The school desegregation case from Kansas City asks whether courts can require improvements in student achievement before some court-ordered programs can end.
The court also agreed to hear arguments in six other cases. Accepting the cases for review before the official beginning of the court's new term Monday gives the lawyers an extra week to prepare for argument.
The court agreed to decide:
In a California case, whether states may increase the time between parole hearings for all prison inmates, including those who were sentenced when state law required more frequent hearings.
Whether companies can trademark the color of their products. The case involves a Chicago company that seeks to regain a trademark for the color of the pads it makes for dry-cleaning presses.
In a Florida case, whether lawyers can be barred from using the mail to solicit clients until 30 days after a personal injury or death occurs.
Whether Curtiss-Wright Corp. must pay back health insurance benefits to retirees of its plant in Wood-Ridge, N.J. The company canceled the insurance when it closed the plant in 1983.
The affirmative action case involves the federal Small Business Act, which requires government agencies to use their purchasing power to help small businesses. Those owned by historically disadvantaged people receive special help.
The Transportation Department's Central Federal Lands Highway Division gives prime contractors on federal projects a 1.5 percent bonus if at least 10 percent of their subcontracts go to ``disadvantaged business enterprises.''
The agency wrote the bonus contingency into a highway-building project in the San Juan National Forest in southern Colorado that was awarded to Mountain Gravel and Construction Co.
Mountain Gravel subcontracted the guardrail work to Gonzales Construction Co., which meets the law's definition of a disadvantaged business.
The white-owned Adarand Constructors Inc. had submitted a lower bid. The company sued in 1990, contending that the agency's subcontracting policy was an unlawful set-aside based on race.
The Justice Department contends the Small Business Act does not promote any set-aside program but merely ``employs race as a factor.''
A federal judge and the 10th U.S. Circuit Court of Appeals ruled against Adarand.
The Supreme Court's last major affirmative-action ruling, in 1990, allowed federal officials to favor minorities in awarding broadcast licenses.

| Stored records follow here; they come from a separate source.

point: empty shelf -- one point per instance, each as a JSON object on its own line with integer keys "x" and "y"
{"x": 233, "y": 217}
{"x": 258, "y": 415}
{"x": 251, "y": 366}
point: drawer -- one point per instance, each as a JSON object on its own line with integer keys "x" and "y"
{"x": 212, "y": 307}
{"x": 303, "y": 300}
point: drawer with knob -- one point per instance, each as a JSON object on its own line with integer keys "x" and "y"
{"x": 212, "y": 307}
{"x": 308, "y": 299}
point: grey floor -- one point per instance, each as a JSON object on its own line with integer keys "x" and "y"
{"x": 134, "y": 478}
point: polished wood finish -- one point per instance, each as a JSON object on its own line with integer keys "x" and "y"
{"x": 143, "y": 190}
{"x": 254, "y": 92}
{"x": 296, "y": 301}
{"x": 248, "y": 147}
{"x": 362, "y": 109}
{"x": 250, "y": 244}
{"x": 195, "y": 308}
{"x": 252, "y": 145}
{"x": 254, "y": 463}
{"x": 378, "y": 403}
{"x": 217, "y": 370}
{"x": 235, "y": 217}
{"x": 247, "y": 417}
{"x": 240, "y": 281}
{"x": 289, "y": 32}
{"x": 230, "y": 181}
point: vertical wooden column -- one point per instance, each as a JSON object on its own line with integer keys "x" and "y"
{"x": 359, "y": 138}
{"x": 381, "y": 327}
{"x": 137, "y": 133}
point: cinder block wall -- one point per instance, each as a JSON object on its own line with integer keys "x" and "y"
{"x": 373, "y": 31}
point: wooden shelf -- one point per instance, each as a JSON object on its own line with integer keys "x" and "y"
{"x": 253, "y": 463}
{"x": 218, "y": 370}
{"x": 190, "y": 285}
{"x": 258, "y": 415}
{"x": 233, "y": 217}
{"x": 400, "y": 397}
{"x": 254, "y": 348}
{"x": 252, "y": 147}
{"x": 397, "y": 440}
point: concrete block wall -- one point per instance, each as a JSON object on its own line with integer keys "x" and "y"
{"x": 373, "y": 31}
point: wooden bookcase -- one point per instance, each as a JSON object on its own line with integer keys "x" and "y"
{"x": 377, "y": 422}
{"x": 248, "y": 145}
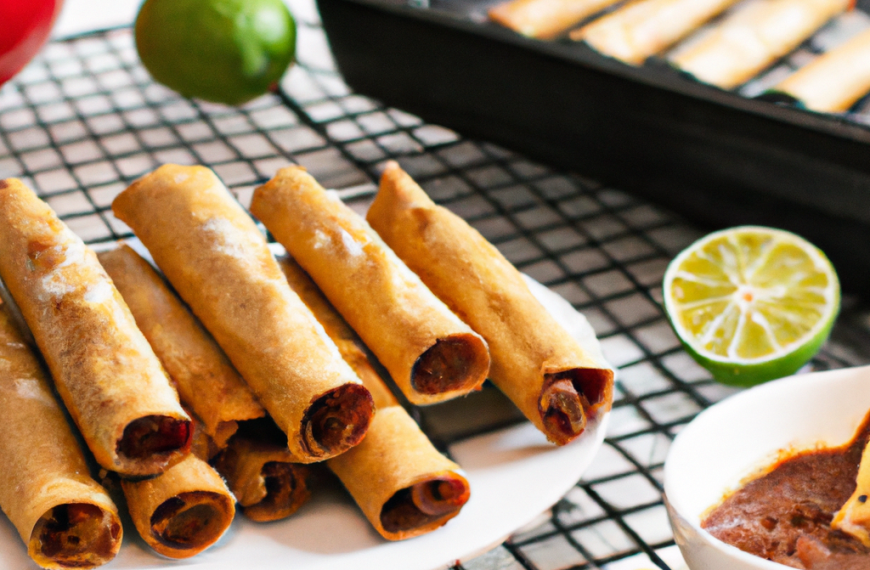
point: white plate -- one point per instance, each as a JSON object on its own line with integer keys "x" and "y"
{"x": 744, "y": 434}
{"x": 514, "y": 474}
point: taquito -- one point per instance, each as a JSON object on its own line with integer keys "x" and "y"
{"x": 64, "y": 517}
{"x": 834, "y": 81}
{"x": 207, "y": 383}
{"x": 403, "y": 485}
{"x": 431, "y": 355}
{"x": 264, "y": 477}
{"x": 854, "y": 517}
{"x": 545, "y": 19}
{"x": 219, "y": 263}
{"x": 183, "y": 511}
{"x": 753, "y": 37}
{"x": 551, "y": 378}
{"x": 338, "y": 330}
{"x": 105, "y": 371}
{"x": 644, "y": 28}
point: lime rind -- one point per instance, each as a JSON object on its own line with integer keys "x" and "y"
{"x": 786, "y": 323}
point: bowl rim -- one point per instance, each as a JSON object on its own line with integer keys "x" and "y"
{"x": 675, "y": 508}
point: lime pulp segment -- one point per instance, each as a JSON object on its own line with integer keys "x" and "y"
{"x": 751, "y": 294}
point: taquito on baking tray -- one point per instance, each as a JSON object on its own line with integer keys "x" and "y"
{"x": 752, "y": 37}
{"x": 643, "y": 28}
{"x": 105, "y": 371}
{"x": 207, "y": 383}
{"x": 834, "y": 81}
{"x": 551, "y": 378}
{"x": 263, "y": 476}
{"x": 431, "y": 355}
{"x": 65, "y": 518}
{"x": 545, "y": 19}
{"x": 219, "y": 263}
{"x": 397, "y": 477}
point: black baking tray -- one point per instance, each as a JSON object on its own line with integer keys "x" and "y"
{"x": 716, "y": 157}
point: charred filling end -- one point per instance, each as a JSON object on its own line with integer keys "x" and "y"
{"x": 286, "y": 491}
{"x": 337, "y": 421}
{"x": 424, "y": 503}
{"x": 447, "y": 365}
{"x": 561, "y": 408}
{"x": 571, "y": 397}
{"x": 77, "y": 535}
{"x": 594, "y": 385}
{"x": 190, "y": 520}
{"x": 153, "y": 435}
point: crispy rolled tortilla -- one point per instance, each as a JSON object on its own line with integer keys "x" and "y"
{"x": 835, "y": 81}
{"x": 753, "y": 37}
{"x": 338, "y": 330}
{"x": 397, "y": 477}
{"x": 64, "y": 517}
{"x": 207, "y": 383}
{"x": 431, "y": 354}
{"x": 105, "y": 371}
{"x": 399, "y": 480}
{"x": 220, "y": 264}
{"x": 266, "y": 481}
{"x": 183, "y": 511}
{"x": 854, "y": 517}
{"x": 551, "y": 378}
{"x": 644, "y": 28}
{"x": 545, "y": 19}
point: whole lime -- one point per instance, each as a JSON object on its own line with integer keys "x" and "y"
{"x": 226, "y": 51}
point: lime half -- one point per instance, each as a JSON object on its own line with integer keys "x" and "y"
{"x": 751, "y": 304}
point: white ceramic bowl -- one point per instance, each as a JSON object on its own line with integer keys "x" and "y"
{"x": 742, "y": 434}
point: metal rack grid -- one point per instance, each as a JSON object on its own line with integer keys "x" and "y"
{"x": 84, "y": 120}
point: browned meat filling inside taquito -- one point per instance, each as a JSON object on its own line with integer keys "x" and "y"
{"x": 338, "y": 420}
{"x": 286, "y": 490}
{"x": 424, "y": 503}
{"x": 260, "y": 471}
{"x": 571, "y": 397}
{"x": 77, "y": 535}
{"x": 446, "y": 366}
{"x": 189, "y": 520}
{"x": 154, "y": 435}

The vote in that case was 5-4, and four of the five justices then in the majority have since retired.
In the school desegregation case, Missouri state officials seek to end a requirement that the state pay for higher salaries and other educational improvements as part of a desegregation plan.
Black parents in Kansas City sued in 1977 over the decline of what had become predominantly black schools, arguing that black students were being denied equal educational opportunities.

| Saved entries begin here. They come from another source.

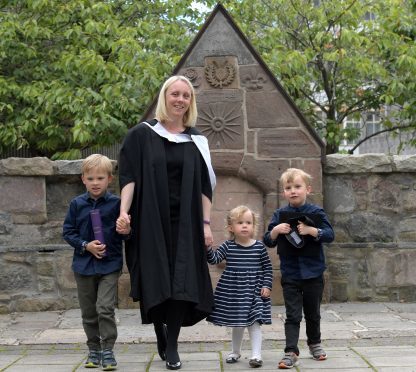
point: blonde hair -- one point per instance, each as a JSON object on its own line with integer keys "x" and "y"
{"x": 97, "y": 161}
{"x": 291, "y": 173}
{"x": 236, "y": 213}
{"x": 189, "y": 119}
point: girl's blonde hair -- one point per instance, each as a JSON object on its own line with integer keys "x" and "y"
{"x": 236, "y": 213}
{"x": 291, "y": 173}
{"x": 97, "y": 161}
{"x": 189, "y": 119}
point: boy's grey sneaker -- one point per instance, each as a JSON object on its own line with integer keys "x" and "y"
{"x": 108, "y": 361}
{"x": 255, "y": 362}
{"x": 93, "y": 359}
{"x": 317, "y": 352}
{"x": 289, "y": 360}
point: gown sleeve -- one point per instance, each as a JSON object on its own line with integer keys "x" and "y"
{"x": 205, "y": 180}
{"x": 130, "y": 158}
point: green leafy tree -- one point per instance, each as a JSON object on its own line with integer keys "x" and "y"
{"x": 345, "y": 57}
{"x": 79, "y": 73}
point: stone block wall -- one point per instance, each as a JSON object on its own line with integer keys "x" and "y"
{"x": 370, "y": 199}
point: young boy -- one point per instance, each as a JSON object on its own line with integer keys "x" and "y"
{"x": 298, "y": 230}
{"x": 96, "y": 264}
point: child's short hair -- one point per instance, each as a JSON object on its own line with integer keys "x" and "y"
{"x": 235, "y": 213}
{"x": 97, "y": 161}
{"x": 291, "y": 173}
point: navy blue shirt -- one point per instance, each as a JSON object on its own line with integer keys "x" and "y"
{"x": 78, "y": 229}
{"x": 302, "y": 267}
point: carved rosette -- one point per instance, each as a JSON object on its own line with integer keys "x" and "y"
{"x": 193, "y": 77}
{"x": 220, "y": 75}
{"x": 218, "y": 122}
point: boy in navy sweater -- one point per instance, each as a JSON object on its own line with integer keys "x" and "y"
{"x": 96, "y": 264}
{"x": 298, "y": 230}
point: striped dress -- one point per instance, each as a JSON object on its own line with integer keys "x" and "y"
{"x": 237, "y": 297}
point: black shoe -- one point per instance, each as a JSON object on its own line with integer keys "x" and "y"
{"x": 161, "y": 331}
{"x": 176, "y": 365}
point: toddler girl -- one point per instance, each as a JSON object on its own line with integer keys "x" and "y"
{"x": 242, "y": 296}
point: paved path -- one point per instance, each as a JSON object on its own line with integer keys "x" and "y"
{"x": 357, "y": 337}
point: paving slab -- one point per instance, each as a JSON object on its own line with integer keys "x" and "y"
{"x": 357, "y": 337}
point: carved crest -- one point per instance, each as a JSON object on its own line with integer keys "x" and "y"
{"x": 219, "y": 76}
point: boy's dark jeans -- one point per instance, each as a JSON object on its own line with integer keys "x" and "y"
{"x": 307, "y": 295}
{"x": 97, "y": 300}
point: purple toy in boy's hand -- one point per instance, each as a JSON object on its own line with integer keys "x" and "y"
{"x": 97, "y": 225}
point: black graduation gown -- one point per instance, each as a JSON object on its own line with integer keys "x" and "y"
{"x": 154, "y": 277}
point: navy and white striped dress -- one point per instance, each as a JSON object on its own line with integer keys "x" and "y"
{"x": 238, "y": 302}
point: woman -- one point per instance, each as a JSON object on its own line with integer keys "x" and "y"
{"x": 166, "y": 183}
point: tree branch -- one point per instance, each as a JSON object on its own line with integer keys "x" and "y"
{"x": 351, "y": 151}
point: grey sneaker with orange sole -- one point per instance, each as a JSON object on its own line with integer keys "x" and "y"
{"x": 317, "y": 352}
{"x": 289, "y": 361}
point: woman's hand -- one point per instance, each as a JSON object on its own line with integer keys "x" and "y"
{"x": 96, "y": 249}
{"x": 209, "y": 240}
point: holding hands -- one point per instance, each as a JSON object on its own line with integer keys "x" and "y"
{"x": 123, "y": 224}
{"x": 96, "y": 249}
{"x": 284, "y": 228}
{"x": 265, "y": 292}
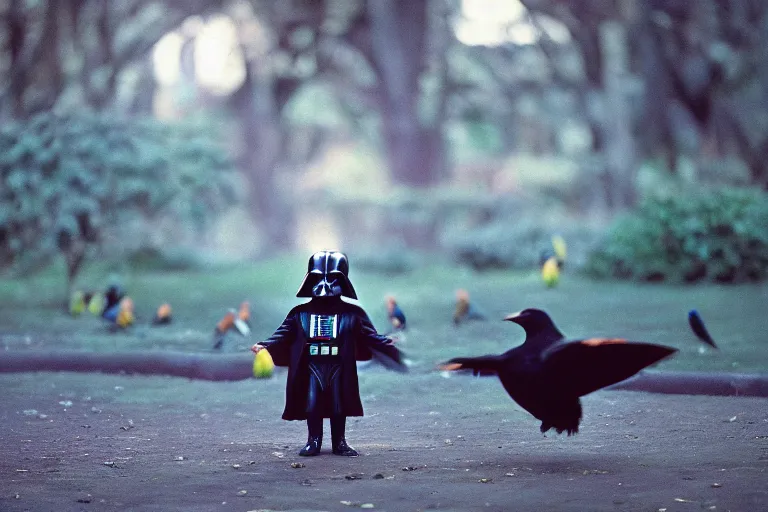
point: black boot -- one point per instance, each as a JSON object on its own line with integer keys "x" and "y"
{"x": 315, "y": 438}
{"x": 312, "y": 447}
{"x": 340, "y": 446}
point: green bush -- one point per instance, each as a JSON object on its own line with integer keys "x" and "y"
{"x": 719, "y": 236}
{"x": 70, "y": 185}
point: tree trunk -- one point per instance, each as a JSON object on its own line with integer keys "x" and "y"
{"x": 620, "y": 149}
{"x": 262, "y": 146}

A federal judge ordered a desegregation plan based on educational improvements, voluntary student transfers to specialized magnet schools and massive capital improvements.
The educational quality program, which began in 1985, provides improvements such as smaller class sizes, more educational materials and full-day kindergarten.
The judge ordered the state to provide pay raises for teachers in 1987 and later expanded the requirement to include non-instructional personnel.
After the Supreme Court ruled in an unrelated 1992 case that judges can end supervision of desegregation plans piece by piece, Missouri sought to end the requirement that it fund the Kansas City improvement program.
The judge refused, and the 8th U.S. Circuit Court of Appeals agreed.